From his precarious perch on the hull, Edwards threw a rope to Cross, who appeared to be paralyzed. With great difficulty, the Sikorsky was maneuvered close enough for Edwards to reach Cross and pull him aboard, where it was apparent that his back had been broken. Now, as the sun set, the challenge was to get the injured man ashore and to a hospital, but the listing amphibian could not take off in its damaged condition, let alone withstand the rough sea. It would have to be taxied to shore. To keep the plane on an even keel, Edwards crawled out on the right wing and clung there until a Coast Guard ship arrived and towed them to shore. A chilled and soaking Edwards had been on the wing for more than seven hours when the rescue was completed. Henry Cross recovered and returned to duty with CAP but was not able to return to flying.

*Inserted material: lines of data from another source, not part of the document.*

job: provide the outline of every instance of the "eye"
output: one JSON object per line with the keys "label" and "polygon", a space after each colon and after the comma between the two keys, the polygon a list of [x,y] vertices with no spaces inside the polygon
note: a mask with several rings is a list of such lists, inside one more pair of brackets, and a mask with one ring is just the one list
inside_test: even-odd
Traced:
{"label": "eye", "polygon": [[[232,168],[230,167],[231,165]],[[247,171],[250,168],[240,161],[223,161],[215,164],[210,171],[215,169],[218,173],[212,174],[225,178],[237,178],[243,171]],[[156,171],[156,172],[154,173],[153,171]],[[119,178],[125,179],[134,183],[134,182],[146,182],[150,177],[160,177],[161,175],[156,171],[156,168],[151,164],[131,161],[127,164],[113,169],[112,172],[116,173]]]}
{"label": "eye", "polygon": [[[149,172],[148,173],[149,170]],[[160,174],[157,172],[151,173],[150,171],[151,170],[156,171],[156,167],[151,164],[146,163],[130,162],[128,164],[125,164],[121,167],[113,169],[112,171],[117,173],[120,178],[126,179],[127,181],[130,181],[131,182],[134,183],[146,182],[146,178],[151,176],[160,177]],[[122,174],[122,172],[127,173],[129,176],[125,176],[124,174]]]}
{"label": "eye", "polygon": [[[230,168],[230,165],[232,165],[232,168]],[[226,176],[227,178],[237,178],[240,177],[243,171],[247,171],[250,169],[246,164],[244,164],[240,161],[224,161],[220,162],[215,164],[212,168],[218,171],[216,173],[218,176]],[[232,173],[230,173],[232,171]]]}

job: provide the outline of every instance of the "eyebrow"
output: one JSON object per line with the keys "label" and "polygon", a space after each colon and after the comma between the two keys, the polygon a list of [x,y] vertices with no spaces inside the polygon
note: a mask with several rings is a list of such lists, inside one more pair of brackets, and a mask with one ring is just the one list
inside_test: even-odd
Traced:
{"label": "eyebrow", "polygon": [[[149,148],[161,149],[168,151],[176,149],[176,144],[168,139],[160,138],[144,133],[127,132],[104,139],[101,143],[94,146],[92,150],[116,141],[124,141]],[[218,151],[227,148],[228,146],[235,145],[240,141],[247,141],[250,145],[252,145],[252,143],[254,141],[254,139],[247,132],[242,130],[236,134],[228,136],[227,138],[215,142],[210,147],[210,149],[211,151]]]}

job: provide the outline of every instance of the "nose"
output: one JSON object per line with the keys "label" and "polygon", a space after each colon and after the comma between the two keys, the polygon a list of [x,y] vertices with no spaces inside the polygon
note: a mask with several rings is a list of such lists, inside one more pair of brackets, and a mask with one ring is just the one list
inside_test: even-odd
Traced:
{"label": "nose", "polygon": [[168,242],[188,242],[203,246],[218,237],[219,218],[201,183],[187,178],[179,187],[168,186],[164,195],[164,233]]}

For this feat of skill and courage, the first Air Medals awarded to CAP members were presented to Major Sharp and Lieutenant Edwards by President Franklin D. Roosevelt in a ceremony at the White House. These were the only Air Medals awarded to CAP members for specific actions. The other 800 were for sustained operations in hazardous conditions.

When CAP ended its patrol missions, its antisubmarine units had flown nearly 87,000 missions totaling some 24 million miles over water, helped defeat the submarine menace, and rescued many survivors at sea. Other units continued to assist the military in many ways. According to Gen. H. H. “Hap” Arnold, 50 CAP members lost their lives serving the country during World War II.

CAP became an auxiliary of the Air Force in 1948. Its members serve the US today as they have for more than half a century, flying 90 percent of landbased search-and-rescue missions for civilian aircraft, conducting counterdrug surveillance, training cadets, and participating in aviation education. CAP is a resource that far outweighs its modest cost.

Published April 1996. For presentation on this web site, some Valor articles have been amended for accuracy.